As with any type of exercise – listen to your body and don’t force or strain.
Regular practice and patience will pay off.
2. Planning when and how to breathe
There are only certain points in a song when you are ‘allowed’ to breathe, and if you try to snatch a breath in the wrong place you either miss part of a word or upset the rhythm. The same goes for voiceover! Singing regularly helps you learn instinctively when to take a breath – and sometimes it’s wise to take a breath before you actually need one, to avoid coming a cropper later!
When you learn a song you have to figure out in advance where to breathe, and this is also useful for a voiceover script – especially those scripts that have a lot of words in a short space of time. Singing also familiarises you with different types of breath, from big diaphragmatic breaths to a short, sharp snatch breaths or the sneaky ‘top up’ breath.
Songs which make me think about where and how to breathe include:
- Rocket Man (Elton John)
- You’re so Vain (Carly Simon)
- Moonlight Shadow (Mike Oldfield ft. Maggie Reilly)
3. Improve lung capacity
I don’t think there’s any dispute that singing improves lung capacity, but just to prove a point I work as a volunteer with a singing group for people with chronic lung conditions like asthma and COPD. Some carry portable oxygen cylinders and most have their lung capacity measured regularly by their healthcare team. We are only singing for fun, but many have reported an increased lung capacity since they started singing, and have more trouble breathing if they miss a class or two.
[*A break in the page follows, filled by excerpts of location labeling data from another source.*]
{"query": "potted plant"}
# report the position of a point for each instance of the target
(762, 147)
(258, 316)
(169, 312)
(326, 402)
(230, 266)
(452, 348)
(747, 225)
Improving lung capacity means you can comfortably get to the end of your phrase while maintaining a nice, full voice . Any song with a note that’s held for over 10 seconds makes great practice – check out the following:
- Woman in Love (Barbara Streisand) 11 seconds
- I Will Always Love You (Whitney Houston) 12 seconds
- Lovely Day (Bill Withers) 18 seconds
- Hallelujah (Jeff Buckley) 21 seconds
- Don’t Cry (Guns n Roses) 28 seconds
Granted, Axl Rose doesn’t stay on the same note for 28 seconds but it’s still an impressive amount of time to keep the air moving and control the sound coming out
4. Articulation practice
This is interesting, as we don’t necessarily articulate the same while singing as in speech. Some lyrics sound better with an American twang and there’s a certain amount of artistic license in getting lines to rhyme. It’s common to drop letters at the end of words and sometimes it seems like the performer misses out more consonants than they actually pronounce, although you can still understand the message. Don’t try this with a corporate explainer video. Your client won’t be impressed!
But singing can still be a fun way to practise your diction. Rappers are masters at covering lots of lyrics in a short space of time and Eminem would be awesome reading the small-print T&Cs at the end of those financial commercials. In his 2020 single “Godzilla” he achieves over 220 words in just 30 seconds! If that’s a bit too fast (or a bit too rude) you can start out with the opening verse of A New England (Kirsty MacColl), the last verse of We didn’t Start the Fire (Billy Joel), or try Give it Away by the Red Hot Chili Peppers – they all make great articulation workouts!